When Richard Nixon began an “all out war” on cancer with the National Cancer Act in 1971, a concerned public expected great strides to be made. Members of the American Cancer Society (ACS) were the major political force behind the Act which has resulted in a National Cancer Institute’s (NCI) budget of over $800 million a year, compared to $190 million in 1971.

Now over six years and $4 billion later, the U. S. still has the highest record for cancer occurrence–being 50 percent above the world average, while the chance for an American to survive cancer has not increased more than 1 percent since the late 1940’s. Forty percent of the research funds go to contract research which is barely reviewed and invites abuse and poor quality work. The Special Virus Cancer Program, which cost half a billion dollars and determined viruses have nothing to do with cancer, is representative of this self-perpetuating bureaucracy.

A very ambitious and widely publicized program was the Breast Cancer Detection Demonstration which screened 270,000 women between the ages of 35 and 70, but because radiation precautions were not taken, there is a high risk that more women under 50, who made up 85 percent of the program, will die from cancer than be saved by the project. At least 70 known women underwent unnecessary breast surgery as a result of the program.

Probably the most important drawback to cancer research in this country has been the lack of attention given to banning carcinogenic chemicals.
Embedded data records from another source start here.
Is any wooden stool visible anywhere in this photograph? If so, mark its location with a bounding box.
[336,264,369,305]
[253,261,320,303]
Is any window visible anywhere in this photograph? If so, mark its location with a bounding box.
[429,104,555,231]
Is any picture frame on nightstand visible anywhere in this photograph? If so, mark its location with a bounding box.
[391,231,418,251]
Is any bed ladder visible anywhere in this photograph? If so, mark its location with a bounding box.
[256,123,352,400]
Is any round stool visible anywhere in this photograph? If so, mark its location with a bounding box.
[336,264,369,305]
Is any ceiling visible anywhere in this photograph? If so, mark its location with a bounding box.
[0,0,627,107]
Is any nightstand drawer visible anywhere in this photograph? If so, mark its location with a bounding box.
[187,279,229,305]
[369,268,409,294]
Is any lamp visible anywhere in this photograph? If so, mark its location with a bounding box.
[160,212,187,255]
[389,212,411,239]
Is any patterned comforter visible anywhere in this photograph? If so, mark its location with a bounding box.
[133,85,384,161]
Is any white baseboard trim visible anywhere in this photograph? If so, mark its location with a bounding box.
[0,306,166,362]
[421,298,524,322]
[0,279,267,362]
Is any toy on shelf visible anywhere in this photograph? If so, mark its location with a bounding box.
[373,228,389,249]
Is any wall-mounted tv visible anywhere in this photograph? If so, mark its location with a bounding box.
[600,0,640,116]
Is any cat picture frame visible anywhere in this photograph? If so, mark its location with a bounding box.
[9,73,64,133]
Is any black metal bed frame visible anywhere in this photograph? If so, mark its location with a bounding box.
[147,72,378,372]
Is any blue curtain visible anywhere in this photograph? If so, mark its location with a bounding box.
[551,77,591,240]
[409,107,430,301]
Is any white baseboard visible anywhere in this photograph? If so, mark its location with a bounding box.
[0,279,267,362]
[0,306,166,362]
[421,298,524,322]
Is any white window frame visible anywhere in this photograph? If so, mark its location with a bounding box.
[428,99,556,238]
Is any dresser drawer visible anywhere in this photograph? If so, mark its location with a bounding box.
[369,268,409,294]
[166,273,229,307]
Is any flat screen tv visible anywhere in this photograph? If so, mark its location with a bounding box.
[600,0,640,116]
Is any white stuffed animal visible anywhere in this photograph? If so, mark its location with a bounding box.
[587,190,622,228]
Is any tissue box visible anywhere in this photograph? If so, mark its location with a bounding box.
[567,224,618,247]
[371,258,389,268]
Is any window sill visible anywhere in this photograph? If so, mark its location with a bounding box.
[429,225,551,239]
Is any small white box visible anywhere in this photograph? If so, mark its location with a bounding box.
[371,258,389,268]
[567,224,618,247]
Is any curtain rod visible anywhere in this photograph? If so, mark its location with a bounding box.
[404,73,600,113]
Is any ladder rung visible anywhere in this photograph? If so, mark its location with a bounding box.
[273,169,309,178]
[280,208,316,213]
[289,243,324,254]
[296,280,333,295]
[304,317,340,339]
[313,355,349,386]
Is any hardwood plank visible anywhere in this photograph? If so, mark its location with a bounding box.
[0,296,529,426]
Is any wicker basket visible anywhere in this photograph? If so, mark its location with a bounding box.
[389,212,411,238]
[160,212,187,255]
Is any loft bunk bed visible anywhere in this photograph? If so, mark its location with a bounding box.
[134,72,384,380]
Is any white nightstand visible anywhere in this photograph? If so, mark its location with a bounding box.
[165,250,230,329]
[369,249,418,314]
Despite government estimates that 50-90 percent of cancer is caused by environmental factors, the ACS has refused to support such bills as the Toxic Substance Control Act and has never pushed a ban on any carcinogenic product. ACS-backed industry groups actually fought to keep saccharin on the market. The NCI has also recently cut from 150 to 37 the number of suspected carcinogens it tests each year. The ACS gives a low priority to environmental research because it seems to be basically a doctor service agency, with a board of doctors, scientists, and business executives who are more comfortable with research, treatment, and early diagnosis, than challenges to corporate polluters and calls for increased government regulation.

“Diagnosis and treatment, although necessary,” explains Dr. Sidney Wolfe, Director of Nader’s Health Research Group, “do create new industries or expand existing ones; more x-ray equipment, drugs, operations, buildings. Prevention cuts into the profit margins of existing industries which have thus far been able to escape the costs of the cancer they cause.” The ineffective expenditure of billions of dollars and the continuing high incidence of cancer in this country qualifies this story for nomination as one of the “best censored stories of 1977.”

SOURCES:

“Cancer, Inc.,” by Ruth Rosenbaum, New Times, November 25, 1977, p. 28-43.

“Cancer Society Seeks Cure, Neglects Causes,” by Jim Rosapepe, Politiks, December 6, 1977, p. 25.